Beta nodes are pretty much verbatim Rete, in that they check for consistent variable substitution between their left and right memory.This can be considered similar to the unification routine common to both forward and backward chaining algorithms which make use of the Generalized Modus Ponens rule. The difference is that the sentences aren't being make to look the same but the existing variable substitutions are checked for consistency. Perhaps there is some merit in this similarity that would make using a Rete network to faciliate backward-chaining and proof generation an interesting possiblity, but that has yet to be seen.
These correspond with the end of the LHS of a N3 rule, and is associated with the RHS and when 'activated' they 'fire' the rules, apply the propaged variable substitution, and add the newly inferred triples to the network and to the source graph.

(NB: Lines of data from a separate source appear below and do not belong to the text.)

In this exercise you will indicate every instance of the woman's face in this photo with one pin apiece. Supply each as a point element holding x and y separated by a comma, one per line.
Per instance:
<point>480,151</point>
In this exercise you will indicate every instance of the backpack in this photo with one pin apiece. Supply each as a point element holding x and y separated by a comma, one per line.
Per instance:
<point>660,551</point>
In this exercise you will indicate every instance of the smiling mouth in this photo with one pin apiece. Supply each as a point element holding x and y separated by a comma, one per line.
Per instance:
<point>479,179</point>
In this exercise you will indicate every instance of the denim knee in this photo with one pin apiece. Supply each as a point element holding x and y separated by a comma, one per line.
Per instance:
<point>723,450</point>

Testing and Visualizing RDF/N3 Rete Networks
I've been able to adequately test the compilation process (the first of two parts in the original algorithm), using a visual aid. I've been developing a library for generating Boost Graph Library DiGraphs from RDFLib graphs - called Kaleidos. The value being in generating GraphViz diagrams, as well as access to a whole slew of graph heuristics / algorithms that could be infinitely useful for RDF graph analysis and N3 rule network analysis:
- Breadth First Search
- Depth First Search
- Uniform Cost Search
- Dijkstra's Shortest Paths
- Bellman-Ford Shortest Paths
- Johnson's All-Pairs Shortest Paths
- Kruskal's Minimum Spanning Tree
- Prim's Minimum Spanning Tree
- Connected Components
- Strongly Connected Components
- Dynamic Connected Components (using Disjoint Sets)
- Topological Sort
- Reverse Cuthill Mckee Ordering
- Smallest Last Vertex Ordering
- Sequential Vertex Coloring
Using Kaleidos, I'm able to generate visual diagrams of Rete networks compiled from RDF/OWL/N3 rule sets.
However, the heavy cost with using BGL is the compilation process of BGL and BGL python, which is involved if doing so from source.